Crónica: Ningún carro pasaba



A las 4:45 p. m. Sara salió de clases en la Facultad de Humanidades en La Universidad del Zulia, apresurada por tomar alguna ruta interna que la trasladara a la Av. Guajira, mejor conocida como Ziruma. Sus esfuerzos se vieron frustrados debido a que las instalaciones de la Alma Mater estaban completamente vacías. Respira profundo y se prepara para caminar hasta la salida, unas cinco cuadras la esperan para ser recorridas; pese al sol, la soledad del camino, el peligro respirando en su oreja y el dolor en su vientre a causa del período menstrual le ralentiza los pasos.

5:00 p. m. En Ziruma no pasa ningún carrito por puesto que le convenga. No planea esperar, camina en dirección a su casa volteando constantemente a sus espaldas para asegurarse que no venga algún transporte que le sirva. En la esquina de la estación de servicio “La Trinidad” cruza a la derecha mientras sigue pendiente de algún carro con el conito blanco “Ziruma – Lago Mall”. Sara no pierde las esperanzas, el dolor en su vientre se agudiza, el sudor recorre su espalda, la brisa le seca la garganta.

La sensación inquietante de pasar por enfrente del Barrio Ziruma le hace acelerar el paso; Sin embargo, el camino aún es largo y los calambres menstruales se hacen más seguidos. Continúa volteando hacia atrás, se convence de que los carritos de Ziruma no están trabajando –No ha visto ninguno pasar desde que salió– Piensa “llegaré hasta el Hospital Clínico, ahí seguro agarro algo”.
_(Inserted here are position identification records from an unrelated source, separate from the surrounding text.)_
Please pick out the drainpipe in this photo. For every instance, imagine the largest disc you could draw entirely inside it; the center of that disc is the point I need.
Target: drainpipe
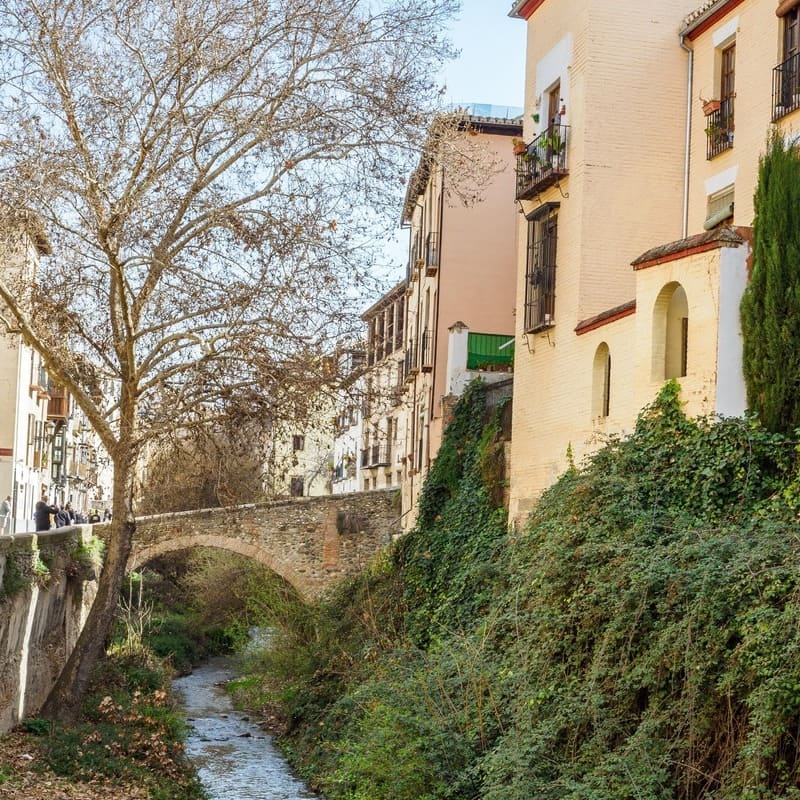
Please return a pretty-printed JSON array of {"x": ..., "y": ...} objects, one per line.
[{"x": 685, "y": 229}]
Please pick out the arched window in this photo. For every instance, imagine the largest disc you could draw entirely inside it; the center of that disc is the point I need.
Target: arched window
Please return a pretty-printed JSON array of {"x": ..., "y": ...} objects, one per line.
[
  {"x": 670, "y": 333},
  {"x": 601, "y": 382}
]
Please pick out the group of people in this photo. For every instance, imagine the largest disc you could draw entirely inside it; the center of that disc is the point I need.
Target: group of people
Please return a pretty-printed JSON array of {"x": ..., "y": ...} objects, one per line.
[{"x": 48, "y": 516}]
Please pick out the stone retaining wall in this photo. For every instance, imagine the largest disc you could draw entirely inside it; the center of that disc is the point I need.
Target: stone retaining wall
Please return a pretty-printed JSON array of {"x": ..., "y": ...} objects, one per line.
[{"x": 41, "y": 614}]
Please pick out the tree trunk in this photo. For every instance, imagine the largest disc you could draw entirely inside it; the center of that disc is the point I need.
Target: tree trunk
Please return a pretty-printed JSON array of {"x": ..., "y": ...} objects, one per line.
[{"x": 64, "y": 702}]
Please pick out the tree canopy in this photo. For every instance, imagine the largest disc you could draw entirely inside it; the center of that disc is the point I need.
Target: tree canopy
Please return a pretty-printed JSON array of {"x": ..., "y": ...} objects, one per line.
[
  {"x": 770, "y": 310},
  {"x": 202, "y": 173}
]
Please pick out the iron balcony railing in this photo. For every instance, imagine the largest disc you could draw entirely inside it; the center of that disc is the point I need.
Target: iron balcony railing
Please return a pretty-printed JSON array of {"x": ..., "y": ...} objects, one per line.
[
  {"x": 380, "y": 456},
  {"x": 786, "y": 87},
  {"x": 427, "y": 350},
  {"x": 411, "y": 364},
  {"x": 376, "y": 455},
  {"x": 719, "y": 129},
  {"x": 544, "y": 161}
]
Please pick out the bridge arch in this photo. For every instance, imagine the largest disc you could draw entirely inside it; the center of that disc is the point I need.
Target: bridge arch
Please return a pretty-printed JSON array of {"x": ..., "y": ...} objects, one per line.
[
  {"x": 310, "y": 542},
  {"x": 140, "y": 556}
]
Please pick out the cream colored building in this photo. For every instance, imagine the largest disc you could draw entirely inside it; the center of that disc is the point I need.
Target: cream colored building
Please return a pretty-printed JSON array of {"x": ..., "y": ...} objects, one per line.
[
  {"x": 460, "y": 279},
  {"x": 384, "y": 431},
  {"x": 644, "y": 127},
  {"x": 46, "y": 443}
]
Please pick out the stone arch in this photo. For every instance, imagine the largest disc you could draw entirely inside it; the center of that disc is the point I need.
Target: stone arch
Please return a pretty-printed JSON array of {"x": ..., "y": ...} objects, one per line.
[
  {"x": 601, "y": 382},
  {"x": 142, "y": 555},
  {"x": 670, "y": 333}
]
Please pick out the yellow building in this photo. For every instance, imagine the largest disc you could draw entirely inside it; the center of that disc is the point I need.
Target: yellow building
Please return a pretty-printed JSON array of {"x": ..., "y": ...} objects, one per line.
[{"x": 634, "y": 258}]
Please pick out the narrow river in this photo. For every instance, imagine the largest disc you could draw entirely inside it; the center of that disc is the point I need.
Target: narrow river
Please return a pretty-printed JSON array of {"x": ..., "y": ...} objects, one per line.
[{"x": 235, "y": 759}]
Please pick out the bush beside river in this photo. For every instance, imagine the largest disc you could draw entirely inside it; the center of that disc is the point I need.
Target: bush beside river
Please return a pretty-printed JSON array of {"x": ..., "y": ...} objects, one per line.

Casi siete cuadras caminadas y un poco desorientada por la sed y el dolor, Sara ve lo que parece ser un carrito de Milagro Norte cruzando en U en la intersección frente al Clínico. Ve personas embarcarse en la unidad, saca su mano, le hace señas al conductor, este la ve y se estaciona frente a ella. Al abrir la puerta del copiloto y sentarse, Sara exclama en silencio “Gracias a Dios”.

Como puede busca el efectivo en su morral, saca 2 mil 500 bolívares que vale la ruta corta y los paga de inmediato. Cuando intenta relajarse en su puesto, debe moverse hacia el conductor para darle espacio a una señora que se monta. De inmediato,  percibe el olor intenso a cigarrillo del chofer, situación que le causa desagrado, fatiga y molestia: piensa en el mal olor que quedará en su ropa y cabello.

Ya quiere bajarse, su destino está próximo pero su vientre le recuerda con calambres más potentes que la tortura no ha terminado. Los segundos del semáforo en rojo pasan lentos mientras se prepara para bajarse en la próxima parada. Una vez afuera de la unidad, espera pacientemente que no vengan carros para pasar la Av. Fuerzas Armadas, ahora Av. Paúl René Moreno Camacho.

Llega a la esquina, camina hacia adentro de la urbanización desesperada por llegar, se imagina acostada en su cama pero sabe que tendrá que esperar más por el cese del dolor. Trata de acelerar el paso pero apenas puede mover sus piernas. Saca las lleves del morral, abre la reja de entrada, ingresa a la casa y su vista se nubla al saber que finalmente llegó.